Figure 3 In vivo functional analysis of pancreatic cells after transplantation into the STZ-treated diabetic animal model. The in vitro-produced pancreatic β-cells that are obtained through acinar cell- to β-cell reprogramming or cells isolated from normal pancreas are inoculated into the pancreatic parenchyma of the STZ-treated nude mouse. Later, this treated mouse will show elevated levels of serum insulin and better survival of grafted cells.

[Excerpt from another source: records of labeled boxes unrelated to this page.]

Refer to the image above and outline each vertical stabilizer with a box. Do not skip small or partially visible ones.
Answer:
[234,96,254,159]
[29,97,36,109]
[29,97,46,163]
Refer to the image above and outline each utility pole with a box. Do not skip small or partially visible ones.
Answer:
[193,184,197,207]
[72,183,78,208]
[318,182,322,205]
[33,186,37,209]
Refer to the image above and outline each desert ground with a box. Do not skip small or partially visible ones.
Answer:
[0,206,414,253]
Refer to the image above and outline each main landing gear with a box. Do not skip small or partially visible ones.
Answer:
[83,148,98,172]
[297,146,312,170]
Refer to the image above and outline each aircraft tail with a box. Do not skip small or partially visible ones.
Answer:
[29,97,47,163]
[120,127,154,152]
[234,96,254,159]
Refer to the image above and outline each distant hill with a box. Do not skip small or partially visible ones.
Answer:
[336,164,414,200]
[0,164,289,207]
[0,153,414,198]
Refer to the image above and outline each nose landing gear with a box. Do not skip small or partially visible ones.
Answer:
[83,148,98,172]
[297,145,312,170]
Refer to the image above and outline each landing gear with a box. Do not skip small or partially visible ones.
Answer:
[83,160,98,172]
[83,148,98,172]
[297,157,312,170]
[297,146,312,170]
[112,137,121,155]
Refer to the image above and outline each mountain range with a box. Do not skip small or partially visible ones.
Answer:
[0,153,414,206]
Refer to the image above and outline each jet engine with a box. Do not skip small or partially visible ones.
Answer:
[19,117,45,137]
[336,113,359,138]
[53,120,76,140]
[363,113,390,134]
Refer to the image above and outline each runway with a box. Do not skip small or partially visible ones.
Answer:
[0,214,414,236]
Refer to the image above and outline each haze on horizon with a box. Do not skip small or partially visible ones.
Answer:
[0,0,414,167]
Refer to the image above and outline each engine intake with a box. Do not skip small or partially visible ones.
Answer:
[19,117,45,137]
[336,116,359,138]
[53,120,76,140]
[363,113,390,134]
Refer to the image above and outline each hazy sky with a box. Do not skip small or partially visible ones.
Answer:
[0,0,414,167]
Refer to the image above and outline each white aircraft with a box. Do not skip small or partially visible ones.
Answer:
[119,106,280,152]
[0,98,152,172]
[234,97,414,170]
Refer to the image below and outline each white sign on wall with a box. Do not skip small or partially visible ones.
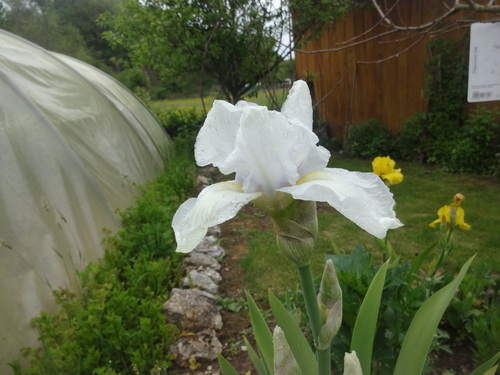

Cells or cell clumps isolated from a normal pancreas, or those in vitro-produced as a result of transdifferentiation through forced expression of exogenous pancreas/duodenum homeobox protein 1 (Pdx1), Neurogenin-3 (Ngn3), and V-maf musculoaponeurotic fibrosarcoma oncogene homolog A (Mafa) in acinar cells [7] are suitable donors for IPPCT. Tissue-specific stem cells obtained by reprogramming of normal [8] or NOD [9] mouse-derived pancreatic cells, all of which have a potential to produce insulin, would also be suitable donors for IPPCT. Elevated serum levels of insulin, decreased fasting blood glucose levels and recovery of healthy islets in those IDDM model animals may be good indicators of recovery from hyperglycemia associated with IDDM. Furthermore, tagging the donor cells with an identical tag (for example, EGFP) would be helpful for evaluating the feasibility of IPPCT-based IDDM therapy.

3. Conclusions

Herein, we report a unique experimental system to evaluate the in vivo function of pancreatic β-cells isolated from normal tissue or those produced in vitro using IPPCT.


This study was partly supported by a grant (no. 24580411 for Masahiro Sato; nos. 26670883, 26463109 and 25293418 for Issei Saitoh; no. 16H05049 and 16K15063 for Shingo Nakamura; no. 25463192 for Emi Inada) from The Ministry of Education, Science, Sports, and Culture, Japan.

Author Contributions

Masahiro Sato designed the study, performed IPPCT, and drafted the manuscript; Emi Inada assisted in performing IPPCT, and critically revised the manuscript; Shingo Nakamura was involved in providing experimental ideas; Issei Saitoh was involved in providing experimental ideas, and also critically revised the manuscript.

Competing Interests

The authors have declared that no competing interests exist.